‘The Strangest of Christmases’- WINNERS

A STRANGE CHRISTMAS STOCKING

My mother excelled at doing Christmas stockings. She would find us each

a big woolly sock the night before, and mine lay expectantly at the end

of the bed until I sat up in the morning and pulled its lumpy shape

towards me. There were presents under the tree too, but for us children,

delving into our stockings for little treasures was the greatest fun of

the year.

 

Then one Christmas, out came not treasures, but an old train ticket,

discarded spectacles, things from a drawer here or a shelf there.

 

It will have been in the 1940s, living in the village where I am now;

friends from London welcome to stay for quieter safer nights from

bombing, shortages of everything, and our mother with too much to do.
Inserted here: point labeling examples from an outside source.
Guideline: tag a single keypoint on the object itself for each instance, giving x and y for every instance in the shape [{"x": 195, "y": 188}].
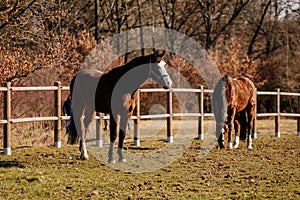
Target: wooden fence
[{"x": 200, "y": 114}]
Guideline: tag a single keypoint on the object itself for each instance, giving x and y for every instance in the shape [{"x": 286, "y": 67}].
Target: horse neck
[{"x": 220, "y": 102}]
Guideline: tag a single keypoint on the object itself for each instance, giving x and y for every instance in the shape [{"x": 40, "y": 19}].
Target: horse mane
[{"x": 219, "y": 100}]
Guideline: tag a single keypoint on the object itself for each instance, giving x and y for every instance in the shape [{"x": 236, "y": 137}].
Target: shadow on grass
[{"x": 9, "y": 164}]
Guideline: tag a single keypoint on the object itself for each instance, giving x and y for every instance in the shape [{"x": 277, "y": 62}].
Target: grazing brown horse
[
  {"x": 113, "y": 93},
  {"x": 232, "y": 99}
]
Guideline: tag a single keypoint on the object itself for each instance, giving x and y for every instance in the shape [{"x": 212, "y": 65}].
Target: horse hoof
[
  {"x": 122, "y": 160},
  {"x": 84, "y": 157},
  {"x": 111, "y": 161}
]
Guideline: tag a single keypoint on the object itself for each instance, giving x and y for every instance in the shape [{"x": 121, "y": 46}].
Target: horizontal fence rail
[{"x": 200, "y": 114}]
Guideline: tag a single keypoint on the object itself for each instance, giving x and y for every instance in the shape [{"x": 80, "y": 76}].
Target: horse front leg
[
  {"x": 113, "y": 137},
  {"x": 231, "y": 117},
  {"x": 251, "y": 114},
  {"x": 122, "y": 134},
  {"x": 85, "y": 124}
]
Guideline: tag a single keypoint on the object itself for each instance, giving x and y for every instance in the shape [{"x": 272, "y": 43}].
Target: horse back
[{"x": 241, "y": 93}]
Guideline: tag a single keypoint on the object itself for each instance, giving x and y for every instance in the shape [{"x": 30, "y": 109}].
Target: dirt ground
[{"x": 268, "y": 171}]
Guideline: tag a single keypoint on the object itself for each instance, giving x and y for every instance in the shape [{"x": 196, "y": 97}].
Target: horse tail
[{"x": 220, "y": 104}]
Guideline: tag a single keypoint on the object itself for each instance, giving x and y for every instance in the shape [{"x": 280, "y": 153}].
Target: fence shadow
[{"x": 10, "y": 164}]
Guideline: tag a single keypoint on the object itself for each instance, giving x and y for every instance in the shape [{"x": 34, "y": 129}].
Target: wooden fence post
[
  {"x": 277, "y": 118},
  {"x": 254, "y": 133},
  {"x": 298, "y": 119},
  {"x": 137, "y": 121},
  {"x": 7, "y": 115},
  {"x": 57, "y": 113},
  {"x": 99, "y": 141},
  {"x": 170, "y": 119},
  {"x": 201, "y": 118}
]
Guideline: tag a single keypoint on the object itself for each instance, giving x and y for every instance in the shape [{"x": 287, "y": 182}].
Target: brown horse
[
  {"x": 232, "y": 99},
  {"x": 113, "y": 93}
]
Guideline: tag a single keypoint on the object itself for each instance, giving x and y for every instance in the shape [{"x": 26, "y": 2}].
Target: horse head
[{"x": 158, "y": 72}]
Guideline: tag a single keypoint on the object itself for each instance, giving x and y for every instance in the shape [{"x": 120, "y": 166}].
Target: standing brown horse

She must have looked around close at hand, and found enough to fill the

strangest Christmas stocking ever.

Julia Hooper

 

Enceladus, Saturnalia’s Eventide, year 410/1351 After Deliverance

Dear Wittiza,

How odd to still use this defunct language! Are we, after the digital ‘cloud’ collapse, the only ones with access to manuscript records? Remember our conversation about those unsubstantiated rumours of a protein plague that forced the evacuation of Earth? I’ve found new evidence. The diary is badly damaged. Here are some patchy fragments. Can you make sense of them?

“(………) last Dec(…)ber’s Christm(…) tree. Sev(…) months since I brought it home; six since (………) expected to chuck (……….) branches (…)ttle uneven, some thin (………), but I shaped them; it was a (…)ice little (…)ee. Kep(…) me (…)mpany during (…)vid-19 (………) flat alone. (………) Norw(…) Fir. No way (………) fire or (…)mpost heap! (………) lost lustre (…)ut needl(…) still sharp! If no one’d do it to old me, why should I to my old tree?”
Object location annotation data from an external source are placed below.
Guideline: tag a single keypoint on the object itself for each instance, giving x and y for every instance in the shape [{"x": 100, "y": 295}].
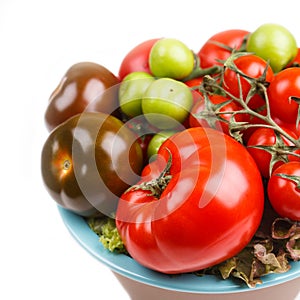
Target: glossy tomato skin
[
  {"x": 283, "y": 193},
  {"x": 213, "y": 54},
  {"x": 88, "y": 161},
  {"x": 137, "y": 59},
  {"x": 266, "y": 137},
  {"x": 285, "y": 85},
  {"x": 197, "y": 221},
  {"x": 86, "y": 86}
]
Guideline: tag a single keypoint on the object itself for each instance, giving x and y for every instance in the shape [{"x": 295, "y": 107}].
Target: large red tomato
[{"x": 202, "y": 210}]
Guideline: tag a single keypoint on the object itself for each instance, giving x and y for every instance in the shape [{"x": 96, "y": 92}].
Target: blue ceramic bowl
[{"x": 188, "y": 283}]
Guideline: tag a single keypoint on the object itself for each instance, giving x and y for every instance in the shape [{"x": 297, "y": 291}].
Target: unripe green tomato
[
  {"x": 131, "y": 91},
  {"x": 157, "y": 140},
  {"x": 171, "y": 58},
  {"x": 273, "y": 43},
  {"x": 166, "y": 103}
]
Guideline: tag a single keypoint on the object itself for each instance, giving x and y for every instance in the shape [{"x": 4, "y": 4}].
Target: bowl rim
[{"x": 188, "y": 283}]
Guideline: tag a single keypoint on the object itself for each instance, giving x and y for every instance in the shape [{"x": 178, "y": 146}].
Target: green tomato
[
  {"x": 131, "y": 91},
  {"x": 157, "y": 140},
  {"x": 273, "y": 43},
  {"x": 171, "y": 58},
  {"x": 166, "y": 103}
]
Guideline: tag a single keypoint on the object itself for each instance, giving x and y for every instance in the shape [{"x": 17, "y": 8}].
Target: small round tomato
[
  {"x": 166, "y": 103},
  {"x": 284, "y": 95},
  {"x": 253, "y": 67},
  {"x": 137, "y": 59},
  {"x": 157, "y": 141},
  {"x": 267, "y": 137},
  {"x": 89, "y": 161},
  {"x": 273, "y": 43},
  {"x": 171, "y": 58},
  {"x": 284, "y": 190},
  {"x": 131, "y": 92},
  {"x": 220, "y": 46}
]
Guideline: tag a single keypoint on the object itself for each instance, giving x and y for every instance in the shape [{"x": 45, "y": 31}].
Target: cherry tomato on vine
[
  {"x": 187, "y": 224},
  {"x": 267, "y": 137},
  {"x": 137, "y": 59},
  {"x": 171, "y": 58},
  {"x": 220, "y": 46},
  {"x": 273, "y": 43},
  {"x": 284, "y": 190},
  {"x": 284, "y": 95},
  {"x": 254, "y": 67}
]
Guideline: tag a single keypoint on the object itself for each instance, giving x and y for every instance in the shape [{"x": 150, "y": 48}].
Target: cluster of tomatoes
[{"x": 164, "y": 144}]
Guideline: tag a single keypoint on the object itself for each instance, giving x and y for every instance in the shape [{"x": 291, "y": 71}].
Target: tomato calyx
[
  {"x": 258, "y": 86},
  {"x": 200, "y": 72},
  {"x": 157, "y": 185},
  {"x": 279, "y": 151},
  {"x": 294, "y": 178}
]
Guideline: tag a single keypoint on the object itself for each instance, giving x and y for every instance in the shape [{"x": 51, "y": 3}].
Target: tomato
[
  {"x": 273, "y": 43},
  {"x": 171, "y": 58},
  {"x": 166, "y": 103},
  {"x": 137, "y": 59},
  {"x": 210, "y": 117},
  {"x": 131, "y": 91},
  {"x": 220, "y": 46},
  {"x": 253, "y": 67},
  {"x": 157, "y": 141},
  {"x": 89, "y": 161},
  {"x": 283, "y": 93},
  {"x": 284, "y": 190},
  {"x": 296, "y": 61},
  {"x": 267, "y": 137},
  {"x": 192, "y": 219},
  {"x": 86, "y": 86}
]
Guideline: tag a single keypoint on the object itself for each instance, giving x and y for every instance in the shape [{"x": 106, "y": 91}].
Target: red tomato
[
  {"x": 214, "y": 121},
  {"x": 219, "y": 47},
  {"x": 284, "y": 192},
  {"x": 137, "y": 59},
  {"x": 196, "y": 220},
  {"x": 253, "y": 66},
  {"x": 267, "y": 137},
  {"x": 296, "y": 61},
  {"x": 282, "y": 92}
]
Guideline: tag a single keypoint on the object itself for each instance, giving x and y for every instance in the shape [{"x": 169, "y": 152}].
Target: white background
[{"x": 39, "y": 41}]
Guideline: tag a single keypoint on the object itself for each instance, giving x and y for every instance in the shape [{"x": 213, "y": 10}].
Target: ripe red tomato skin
[
  {"x": 210, "y": 53},
  {"x": 266, "y": 137},
  {"x": 137, "y": 59},
  {"x": 283, "y": 194},
  {"x": 286, "y": 83},
  {"x": 180, "y": 232}
]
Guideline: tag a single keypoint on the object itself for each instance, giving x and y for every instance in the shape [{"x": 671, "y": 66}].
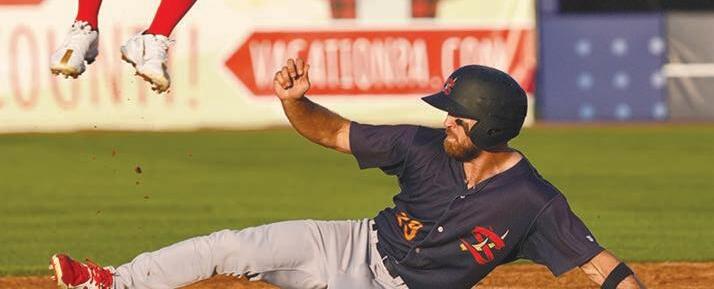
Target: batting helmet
[{"x": 487, "y": 95}]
Remember: destroy after reading!

Best,

Recceswinth

Salve

 

A LESS BLUE CHRISTMAS

Surrounded by packing cases, sitting on the floor in a room with no furniture, I reassured my best friend who had phoned on Christmas day.

‘Don’t worry, I’m fine.’

I’d just moved into my first house – a Victorian terrace in Birmingham. Amongst the chaos, I noticed the wreath that I’d bought last minute and forgotten about.
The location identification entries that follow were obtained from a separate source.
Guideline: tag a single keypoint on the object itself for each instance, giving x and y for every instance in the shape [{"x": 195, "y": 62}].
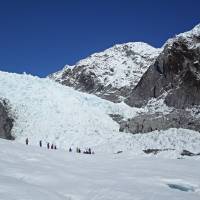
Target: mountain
[
  {"x": 173, "y": 79},
  {"x": 175, "y": 74},
  {"x": 41, "y": 109},
  {"x": 110, "y": 74}
]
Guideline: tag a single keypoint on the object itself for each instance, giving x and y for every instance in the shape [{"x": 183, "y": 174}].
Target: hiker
[{"x": 27, "y": 141}]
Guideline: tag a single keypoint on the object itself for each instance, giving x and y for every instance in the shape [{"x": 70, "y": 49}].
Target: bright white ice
[{"x": 33, "y": 173}]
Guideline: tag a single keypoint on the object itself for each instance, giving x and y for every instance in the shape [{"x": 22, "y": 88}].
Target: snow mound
[
  {"x": 47, "y": 111},
  {"x": 54, "y": 113}
]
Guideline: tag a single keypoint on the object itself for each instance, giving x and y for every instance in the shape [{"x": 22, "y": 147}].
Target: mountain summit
[{"x": 109, "y": 74}]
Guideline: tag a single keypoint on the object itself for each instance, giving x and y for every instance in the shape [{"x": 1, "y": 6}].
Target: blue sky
[{"x": 40, "y": 37}]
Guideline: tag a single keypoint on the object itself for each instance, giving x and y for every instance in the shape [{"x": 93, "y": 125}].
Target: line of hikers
[{"x": 52, "y": 146}]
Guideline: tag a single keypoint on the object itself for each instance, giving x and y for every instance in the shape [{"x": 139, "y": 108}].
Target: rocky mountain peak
[{"x": 109, "y": 74}]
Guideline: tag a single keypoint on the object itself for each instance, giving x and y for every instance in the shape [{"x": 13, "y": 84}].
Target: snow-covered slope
[
  {"x": 31, "y": 173},
  {"x": 106, "y": 73},
  {"x": 45, "y": 110}
]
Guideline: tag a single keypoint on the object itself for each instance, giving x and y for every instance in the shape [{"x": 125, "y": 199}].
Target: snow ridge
[{"x": 119, "y": 66}]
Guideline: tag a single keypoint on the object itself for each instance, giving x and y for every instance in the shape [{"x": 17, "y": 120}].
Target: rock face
[
  {"x": 110, "y": 74},
  {"x": 145, "y": 123},
  {"x": 6, "y": 122},
  {"x": 175, "y": 73}
]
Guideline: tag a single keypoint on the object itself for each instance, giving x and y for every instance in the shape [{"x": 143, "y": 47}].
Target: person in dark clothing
[{"x": 27, "y": 141}]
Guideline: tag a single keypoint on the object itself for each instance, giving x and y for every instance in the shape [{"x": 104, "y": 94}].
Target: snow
[
  {"x": 47, "y": 111},
  {"x": 30, "y": 173},
  {"x": 190, "y": 36},
  {"x": 119, "y": 66}
]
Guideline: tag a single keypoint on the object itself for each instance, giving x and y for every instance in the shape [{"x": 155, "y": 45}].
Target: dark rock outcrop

After the call, I opened the door to hang the wreath. Outside, a few people were standing on their doorsteps, clutching various musical instruments. Glancing opposite, a silver-haired Elvis look-a-like held a guitar.

‘Hello,’ I called. ‘I’ve just moved in. Merry Christmas.’

‘And to you bab.’

‘What on earth’s going on?’

‘We do this every year,’ he said. ‘Just afore the Queen’s speech. Here….’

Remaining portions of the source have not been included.